The decline in affordable housing

Housing, or a lack of affordable housing, is a key topic at the moment as housing in the world’s booming cities becomes increasingly unaffordable and land becomes too expensive for its workers. Indeed, the more productive the city and the more talent and investment it attracts, the stronger this relationship seems to become, and so millennials are being increasingly priced out of buying (and benefitting from building equity), and instead pushed into a circle of ever-increasing rents paid to landowners.

For example, in the UK, between 2007 and 2011, in the wake of the financial crisis, London’s economy grew by 12.4% – about double the rate of any other region. But today, the average house in London costs more than one could borrow on the prime minister’s salary. Or in the US, in San Francisco, San Jose, and Los Angeles, the typical millennial doesn’t make even half of what’s needed to afford a home. And as early as 2004, the median rent exceeded 30% of the median household income for young workers, the threshold at which housing experts say rent is no longer affordable.

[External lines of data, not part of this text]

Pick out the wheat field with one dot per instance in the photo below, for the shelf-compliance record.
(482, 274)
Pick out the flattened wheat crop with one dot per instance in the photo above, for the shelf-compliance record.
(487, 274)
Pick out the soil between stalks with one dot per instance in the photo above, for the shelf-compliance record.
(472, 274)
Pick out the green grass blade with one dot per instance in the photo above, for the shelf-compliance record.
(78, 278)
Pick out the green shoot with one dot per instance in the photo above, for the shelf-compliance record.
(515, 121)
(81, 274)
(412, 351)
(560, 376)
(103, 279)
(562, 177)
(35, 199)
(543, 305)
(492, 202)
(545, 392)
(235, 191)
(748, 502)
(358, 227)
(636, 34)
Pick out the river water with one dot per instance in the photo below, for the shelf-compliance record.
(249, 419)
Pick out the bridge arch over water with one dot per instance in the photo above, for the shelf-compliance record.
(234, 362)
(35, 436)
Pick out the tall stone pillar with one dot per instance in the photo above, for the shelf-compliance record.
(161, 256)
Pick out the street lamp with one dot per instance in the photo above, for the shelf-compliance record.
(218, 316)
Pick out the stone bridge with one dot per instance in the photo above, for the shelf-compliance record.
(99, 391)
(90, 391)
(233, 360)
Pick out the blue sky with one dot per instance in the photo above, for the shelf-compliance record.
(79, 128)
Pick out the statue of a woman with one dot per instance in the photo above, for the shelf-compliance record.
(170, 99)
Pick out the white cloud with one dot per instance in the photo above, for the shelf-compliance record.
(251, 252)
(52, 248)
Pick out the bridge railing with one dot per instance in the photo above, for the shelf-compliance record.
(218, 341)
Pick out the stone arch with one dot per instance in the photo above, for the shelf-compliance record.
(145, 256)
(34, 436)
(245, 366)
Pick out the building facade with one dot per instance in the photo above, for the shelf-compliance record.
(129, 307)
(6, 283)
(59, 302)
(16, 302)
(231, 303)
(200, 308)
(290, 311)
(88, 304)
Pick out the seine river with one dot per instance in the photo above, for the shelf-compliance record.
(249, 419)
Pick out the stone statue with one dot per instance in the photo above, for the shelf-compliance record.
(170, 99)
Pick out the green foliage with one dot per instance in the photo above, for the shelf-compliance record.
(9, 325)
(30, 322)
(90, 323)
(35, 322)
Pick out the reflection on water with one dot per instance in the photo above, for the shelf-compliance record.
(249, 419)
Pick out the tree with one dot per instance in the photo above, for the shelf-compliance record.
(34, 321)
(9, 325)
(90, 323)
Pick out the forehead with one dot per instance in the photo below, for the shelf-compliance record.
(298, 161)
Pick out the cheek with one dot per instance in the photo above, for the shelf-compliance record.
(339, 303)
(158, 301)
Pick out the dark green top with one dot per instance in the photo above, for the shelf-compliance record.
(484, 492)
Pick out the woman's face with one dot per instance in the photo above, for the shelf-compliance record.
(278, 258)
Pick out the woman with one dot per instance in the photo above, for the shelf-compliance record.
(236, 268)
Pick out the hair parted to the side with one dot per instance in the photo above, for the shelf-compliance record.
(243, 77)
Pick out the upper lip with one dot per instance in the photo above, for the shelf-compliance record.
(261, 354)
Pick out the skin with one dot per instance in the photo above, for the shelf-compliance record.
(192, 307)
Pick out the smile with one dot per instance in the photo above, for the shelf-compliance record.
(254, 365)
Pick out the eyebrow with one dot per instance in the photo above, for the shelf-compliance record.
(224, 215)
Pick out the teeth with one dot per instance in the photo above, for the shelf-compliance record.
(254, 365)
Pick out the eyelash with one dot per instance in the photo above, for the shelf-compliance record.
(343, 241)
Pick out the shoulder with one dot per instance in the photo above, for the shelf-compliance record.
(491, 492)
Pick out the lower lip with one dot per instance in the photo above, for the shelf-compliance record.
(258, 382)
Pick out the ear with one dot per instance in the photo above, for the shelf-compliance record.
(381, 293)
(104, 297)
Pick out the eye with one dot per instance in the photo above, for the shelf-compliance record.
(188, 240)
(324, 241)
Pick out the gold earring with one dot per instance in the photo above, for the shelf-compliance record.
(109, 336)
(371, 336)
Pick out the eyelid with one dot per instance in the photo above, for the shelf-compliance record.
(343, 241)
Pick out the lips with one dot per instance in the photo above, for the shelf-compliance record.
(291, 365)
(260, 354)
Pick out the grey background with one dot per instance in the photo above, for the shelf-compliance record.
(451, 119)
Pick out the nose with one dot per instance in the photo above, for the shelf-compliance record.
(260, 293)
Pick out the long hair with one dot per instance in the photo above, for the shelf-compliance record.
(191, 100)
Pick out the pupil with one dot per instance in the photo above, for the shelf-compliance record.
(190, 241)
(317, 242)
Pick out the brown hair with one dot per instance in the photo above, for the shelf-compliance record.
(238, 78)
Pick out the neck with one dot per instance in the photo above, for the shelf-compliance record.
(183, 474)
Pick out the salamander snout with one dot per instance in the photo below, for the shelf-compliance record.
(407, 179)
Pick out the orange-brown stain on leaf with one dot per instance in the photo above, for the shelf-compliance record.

What does it really mean for Piketty?

So, should governments be rethinking income inequality policy in favour of housing rather than Piketty’s preferred tax on the super-rich? It certainly sounds like a convincing argument, and Piketty himself has since suggested that he is open to policies relating to housing. But where an argument of a wealthy elite boosting their wealth through land and rents seems in line with his theory, Piketty maintains that only progressive taxation can truly change the balance.